Правда, этим же вечером мне пришлось пообещать, что завтра я останусь дома, а сегодня на ночь выпью лекарство. И завтра утром выпью, и днем, и хоть литр сразу, ты только зайди после школы, хотелось сказать, но я благоразумно промолчала.
Хотя, то, что я решила полечиться, оказалось к лучшему. Где-то около двенадцати мама обрадовала меня тем, что возвращается не позднее, чем сегодня в четыре, встречать ее не нужно – ей помогут донести небольшой чемодан и большой пакет с гостинцами для любимой дочки. Папа, должно быть, обрадовано решила я и заметалась по комнате, хватаясь то за уборку, то за приведение себя в надлежащий здоровый вид.

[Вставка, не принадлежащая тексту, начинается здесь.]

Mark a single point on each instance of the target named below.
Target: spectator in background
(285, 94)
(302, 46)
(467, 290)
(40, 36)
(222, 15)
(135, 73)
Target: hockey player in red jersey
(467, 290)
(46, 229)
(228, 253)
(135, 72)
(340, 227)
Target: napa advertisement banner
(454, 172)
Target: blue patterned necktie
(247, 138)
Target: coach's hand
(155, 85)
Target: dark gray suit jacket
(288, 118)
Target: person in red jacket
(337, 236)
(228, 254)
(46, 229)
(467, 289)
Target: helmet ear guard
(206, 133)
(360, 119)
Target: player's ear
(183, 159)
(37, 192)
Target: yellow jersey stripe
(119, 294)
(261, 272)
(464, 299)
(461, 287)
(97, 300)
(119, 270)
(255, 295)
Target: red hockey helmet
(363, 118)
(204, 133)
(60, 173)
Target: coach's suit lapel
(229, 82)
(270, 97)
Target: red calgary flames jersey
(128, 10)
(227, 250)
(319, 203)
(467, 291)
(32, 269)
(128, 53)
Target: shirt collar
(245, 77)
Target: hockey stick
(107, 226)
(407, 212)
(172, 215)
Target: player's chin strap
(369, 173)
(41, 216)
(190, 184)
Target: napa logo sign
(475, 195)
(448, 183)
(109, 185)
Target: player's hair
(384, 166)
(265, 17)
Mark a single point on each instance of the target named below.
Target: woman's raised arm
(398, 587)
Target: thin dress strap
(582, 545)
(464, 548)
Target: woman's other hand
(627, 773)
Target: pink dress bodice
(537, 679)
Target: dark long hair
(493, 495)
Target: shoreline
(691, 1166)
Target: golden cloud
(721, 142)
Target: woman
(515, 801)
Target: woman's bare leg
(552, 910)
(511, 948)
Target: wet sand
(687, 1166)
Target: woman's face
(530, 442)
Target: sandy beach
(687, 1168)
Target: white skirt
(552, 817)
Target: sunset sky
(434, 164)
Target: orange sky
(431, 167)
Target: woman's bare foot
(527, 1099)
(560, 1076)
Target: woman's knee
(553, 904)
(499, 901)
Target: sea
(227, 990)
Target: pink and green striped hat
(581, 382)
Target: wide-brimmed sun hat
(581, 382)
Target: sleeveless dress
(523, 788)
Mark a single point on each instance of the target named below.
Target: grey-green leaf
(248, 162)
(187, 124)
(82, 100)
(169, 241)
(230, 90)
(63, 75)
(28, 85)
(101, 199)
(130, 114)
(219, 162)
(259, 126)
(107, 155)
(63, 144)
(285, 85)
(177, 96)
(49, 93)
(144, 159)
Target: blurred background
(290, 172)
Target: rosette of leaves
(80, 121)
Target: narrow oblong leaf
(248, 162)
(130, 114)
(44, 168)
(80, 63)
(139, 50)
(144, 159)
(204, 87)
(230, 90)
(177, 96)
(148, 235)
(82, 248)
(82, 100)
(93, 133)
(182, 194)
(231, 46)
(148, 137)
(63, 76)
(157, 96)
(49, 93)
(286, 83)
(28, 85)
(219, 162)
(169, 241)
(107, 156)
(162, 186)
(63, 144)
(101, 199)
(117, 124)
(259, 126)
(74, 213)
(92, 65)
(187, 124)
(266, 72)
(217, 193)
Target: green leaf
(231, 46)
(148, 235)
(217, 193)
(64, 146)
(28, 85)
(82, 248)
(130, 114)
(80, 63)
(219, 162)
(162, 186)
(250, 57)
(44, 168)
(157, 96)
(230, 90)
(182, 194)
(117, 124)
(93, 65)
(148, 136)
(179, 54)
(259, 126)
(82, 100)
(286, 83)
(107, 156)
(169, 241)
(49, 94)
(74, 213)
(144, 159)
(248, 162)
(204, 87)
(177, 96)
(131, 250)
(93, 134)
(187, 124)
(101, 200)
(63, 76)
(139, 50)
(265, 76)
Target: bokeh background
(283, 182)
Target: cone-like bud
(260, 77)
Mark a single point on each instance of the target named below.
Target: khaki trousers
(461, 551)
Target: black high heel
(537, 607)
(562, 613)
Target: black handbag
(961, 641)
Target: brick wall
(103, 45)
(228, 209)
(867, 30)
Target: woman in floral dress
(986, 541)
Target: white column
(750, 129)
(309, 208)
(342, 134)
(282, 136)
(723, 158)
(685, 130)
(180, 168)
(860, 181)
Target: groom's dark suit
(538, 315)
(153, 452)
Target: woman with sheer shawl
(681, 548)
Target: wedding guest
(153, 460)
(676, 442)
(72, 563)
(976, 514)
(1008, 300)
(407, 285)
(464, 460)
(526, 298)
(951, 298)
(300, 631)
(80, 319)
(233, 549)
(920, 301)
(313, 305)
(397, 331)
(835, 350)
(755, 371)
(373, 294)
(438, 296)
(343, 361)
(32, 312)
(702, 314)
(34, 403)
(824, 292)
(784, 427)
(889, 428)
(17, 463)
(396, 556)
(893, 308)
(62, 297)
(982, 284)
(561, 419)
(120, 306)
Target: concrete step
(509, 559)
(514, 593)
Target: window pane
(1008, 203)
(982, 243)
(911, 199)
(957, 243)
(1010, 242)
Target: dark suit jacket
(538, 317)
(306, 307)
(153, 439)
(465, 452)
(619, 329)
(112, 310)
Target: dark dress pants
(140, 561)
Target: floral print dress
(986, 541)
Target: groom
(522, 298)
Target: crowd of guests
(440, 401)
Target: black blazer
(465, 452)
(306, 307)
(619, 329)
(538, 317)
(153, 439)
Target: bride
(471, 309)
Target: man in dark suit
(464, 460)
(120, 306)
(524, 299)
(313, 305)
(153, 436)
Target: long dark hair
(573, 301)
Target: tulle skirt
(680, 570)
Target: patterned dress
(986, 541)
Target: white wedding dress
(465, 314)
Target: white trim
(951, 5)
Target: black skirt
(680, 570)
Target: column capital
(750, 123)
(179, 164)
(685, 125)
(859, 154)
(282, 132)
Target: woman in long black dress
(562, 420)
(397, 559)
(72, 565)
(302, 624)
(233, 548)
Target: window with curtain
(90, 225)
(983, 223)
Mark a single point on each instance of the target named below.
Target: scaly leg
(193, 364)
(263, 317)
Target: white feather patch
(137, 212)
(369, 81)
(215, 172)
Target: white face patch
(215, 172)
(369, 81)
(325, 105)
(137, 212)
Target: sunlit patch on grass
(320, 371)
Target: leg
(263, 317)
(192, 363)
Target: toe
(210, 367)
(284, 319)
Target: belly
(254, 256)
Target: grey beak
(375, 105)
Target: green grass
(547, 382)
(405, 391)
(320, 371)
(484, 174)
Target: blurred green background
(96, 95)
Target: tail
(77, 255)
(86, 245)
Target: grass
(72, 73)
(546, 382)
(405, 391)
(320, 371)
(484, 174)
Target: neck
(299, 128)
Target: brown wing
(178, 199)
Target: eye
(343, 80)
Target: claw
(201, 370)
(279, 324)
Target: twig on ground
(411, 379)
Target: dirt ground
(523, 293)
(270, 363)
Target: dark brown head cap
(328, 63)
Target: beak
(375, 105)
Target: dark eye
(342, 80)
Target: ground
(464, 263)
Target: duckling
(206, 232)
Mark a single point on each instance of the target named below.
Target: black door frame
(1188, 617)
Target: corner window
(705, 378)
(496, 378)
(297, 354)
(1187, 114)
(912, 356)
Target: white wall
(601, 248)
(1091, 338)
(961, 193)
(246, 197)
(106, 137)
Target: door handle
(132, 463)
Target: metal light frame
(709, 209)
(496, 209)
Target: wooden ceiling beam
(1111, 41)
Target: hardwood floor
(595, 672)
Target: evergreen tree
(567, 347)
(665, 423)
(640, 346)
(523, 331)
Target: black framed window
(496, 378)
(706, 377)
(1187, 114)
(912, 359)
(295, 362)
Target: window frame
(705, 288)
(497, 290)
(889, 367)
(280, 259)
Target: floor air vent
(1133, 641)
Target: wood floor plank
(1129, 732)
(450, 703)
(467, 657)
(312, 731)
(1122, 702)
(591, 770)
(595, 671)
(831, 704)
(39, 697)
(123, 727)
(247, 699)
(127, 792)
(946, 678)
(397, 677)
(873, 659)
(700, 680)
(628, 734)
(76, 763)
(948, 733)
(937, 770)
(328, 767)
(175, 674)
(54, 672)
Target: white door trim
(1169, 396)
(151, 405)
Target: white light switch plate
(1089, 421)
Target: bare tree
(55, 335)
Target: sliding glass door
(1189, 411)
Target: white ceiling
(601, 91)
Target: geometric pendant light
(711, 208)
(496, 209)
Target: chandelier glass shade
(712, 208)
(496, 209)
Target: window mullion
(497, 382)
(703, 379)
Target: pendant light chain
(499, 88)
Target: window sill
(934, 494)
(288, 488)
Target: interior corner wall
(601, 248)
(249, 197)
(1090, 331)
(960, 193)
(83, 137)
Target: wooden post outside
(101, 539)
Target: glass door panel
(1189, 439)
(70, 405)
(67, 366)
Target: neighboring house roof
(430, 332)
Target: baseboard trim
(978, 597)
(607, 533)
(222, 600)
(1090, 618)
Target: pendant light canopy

Все оказалось не так уж и плачевно: еще в пятницу вечером, не зная чем занять себя, я убрала во всех комнатах, хотя искренне ненавижу это занятие, поэтому осталось только пропылесосить и вытереть пыль, да лекарства подальше спрятать – незачем маме знать, что я болела, а справку мне обеспечит Кирилл. Это Дима пообещал, выслушав мой довод на тему того, что придется предоставлять записку – а написать ее мне просто некому.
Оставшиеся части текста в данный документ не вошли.